Халдану, специально не изучавшему студенческий жаргон, комплимент Глэндиса показался сомнительным, но в замечании психолога его привлекло нечто иное. Флексон сообщил, что девушку не будут допрашивать.
— Вы виделись с Хиликс?
— Да. Я в присяжных первый раз и имел глупость пойти к ней, даже не поинтересовавшись, разрешено ли это. Она не сказала ничего, что могло бы повредить вам. Все время болтала о Фрейде, а я слушал развесив уши. Очень начитанная девушка. Знает больше его работ, чем я. Призналась, что черпает утешение в стихах Элизабет Браунинг. Повествование о бедах другой женщины действует на нее успокаивающе.

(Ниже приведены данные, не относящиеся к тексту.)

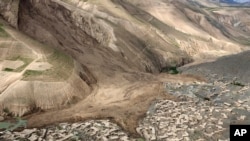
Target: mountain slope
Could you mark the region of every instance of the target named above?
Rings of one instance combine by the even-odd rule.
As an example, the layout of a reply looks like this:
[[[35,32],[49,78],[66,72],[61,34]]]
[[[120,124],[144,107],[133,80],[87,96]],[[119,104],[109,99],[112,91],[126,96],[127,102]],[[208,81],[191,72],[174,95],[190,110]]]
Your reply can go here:
[[[37,85],[48,95],[45,101],[53,99],[52,102],[59,103],[52,106],[50,102],[40,103],[49,108],[36,104],[46,112],[27,116],[29,127],[93,117],[113,118],[135,133],[136,120],[154,99],[171,98],[165,94],[163,82],[202,81],[194,76],[160,73],[193,61],[236,54],[247,50],[249,45],[248,19],[240,16],[249,16],[249,9],[211,7],[214,4],[208,1],[26,0],[1,1],[0,5],[0,14],[12,26],[50,48],[61,50],[75,62],[71,64],[73,78],[64,80],[69,88],[66,84],[53,86],[47,74],[43,80],[31,77],[24,79],[22,85],[11,83],[19,87],[18,94],[22,97],[27,97],[24,95],[27,92],[21,91],[23,85],[27,90],[34,90]],[[232,14],[227,14],[229,11]],[[6,28],[6,31],[10,30]],[[21,37],[15,40],[20,42]],[[63,61],[61,65],[67,64],[68,59]],[[56,73],[70,68],[57,67]],[[57,90],[75,94],[69,100],[77,99],[72,102],[76,104],[63,109],[60,106],[65,103],[63,98],[50,94]],[[13,91],[1,92],[1,100],[5,101],[4,95],[10,96],[9,93]],[[36,91],[32,94],[39,95]],[[13,113],[31,112],[24,110],[32,108],[29,105],[28,108],[19,106],[18,110],[11,109],[13,105],[15,102],[7,106]]]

Халдан встрепенулся, услышав эту предназначенную ему весточку от Хиликс. Все, что девушка хотела сказать, содержалось в сонете «Как я люблю тебя» — это было ее наследство.
Он неожиданно почувствовал симпатию к не подозревающему о своей роли посланнику, который совсем разошелся:
— Откровенно говоря, полное облагораживание инстинктов — вещь невозможная. Когда мне было семнадцать, я испытывал странное, но тем не менее сильное влечение к забавно лепечущей разный вздор девушке. Ее называли Лола Пратт. Она повсюду таскала на руках китайского шпица. Никогда его не забуду. Флорит — так она его называла. Эта маленькая бестия меня укусила. Вы думаете, я ее пнул? Ничего подобного. Напротив, я даже научился дурацкому детскому лепету девчонки. Вы можете представить себе вашу Хиликс, лепечущей разный вздор?
— Хиликс — прекрасная девушка, но я до самых похорон не думал о ней, как о женщине.